Running Fully Local¶
Kenzy was architected so that every stage of the voice pipeline can run on your own hardware — nothing spoken in your home has to leave your network. The default setup uses OpenAI for the "thinking" and the voice because it's the easiest start, but that's a configuration choice, not a dependency. This page is the recipe for flipping each stage local.
What "fully local" means here¶
The voice pipeline — wake word, speech-to-text, reasoning, text-to-speech, and speaker identification — runs entirely on your machines. Two honest caveats:
- Skills that fetch internet content still fetch it. Weather, news, stocks, and web search exist to bring the outside world in; asking for them makes an outbound request (with the query, never room audio). Disable any of them in the dashboard's Skills tab if you want zero outbound traffic.

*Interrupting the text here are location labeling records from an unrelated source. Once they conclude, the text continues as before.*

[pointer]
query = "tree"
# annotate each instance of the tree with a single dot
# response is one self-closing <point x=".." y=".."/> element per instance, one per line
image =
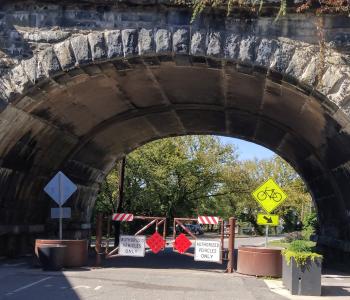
<point x="191" y="175"/>
<point x="176" y="176"/>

- First-time setup downloads models once (
kenzy-setup, pip installs, the first Ollama pull). After that, day-to-day operation needs no internet.
Stage by stage¶
| Stage | Local engine | Status |
|---|---|---|
| Wake word | openwakeword on the node | Always local — no config needed |
| Speaker ID | SpeechBrain ECAPA on kenzy-speaker |
Always local — no config needed |
| Speech-to-text | faster-whisper on kenzy-stt |
Local by default (provider: whisper) |
| Reasoning (LLM) | Ollama / LM Studio via LiteLLM | One config change (below) |
| Text-to-speech | Kokoro on kenzy-tts |
One extra + one config change (below) |
| Dashboard, node links, HA control, lists | — | Already LAN-only by design |
So on a default install, three of five stages are already local — only the LLM and the voice need switching.
The LLM → Ollama¶
On the server (or any box with the horsepower):
curl -fsSL https://ollama.com/install.sh | sh
ollama pull qwen2.5:14b # or another tool-calling-capable model
Then in the dashboard, Services → llm:
No API key is needed — Kenzy deliberately sends no cloud credential to a custom
base_url. Skill sub-calls (news summaries, the HA resolver) follow the same
model unless you override their per-skill model.
The hardware reality
This is the one stage where local costs real iron. Kenzy's skills depend on tool calling, and small models are noticeably worse at it. A ~7–14B model on a GPU with 8–16 GB VRAM (or an Apple-silicon Mac) gives a good experience; CPU-only LLM inference is technically possible and practically frustrating. Whisper and Kokoro, by contrast, are perfectly happy on CPU.
The voice → Kokoro¶
On the TTS host:
sudo apt-get install espeak-ng
pip install 'kenzy[kokoro]' # in Kenzy's venv (adds Kokoro + PyTorch)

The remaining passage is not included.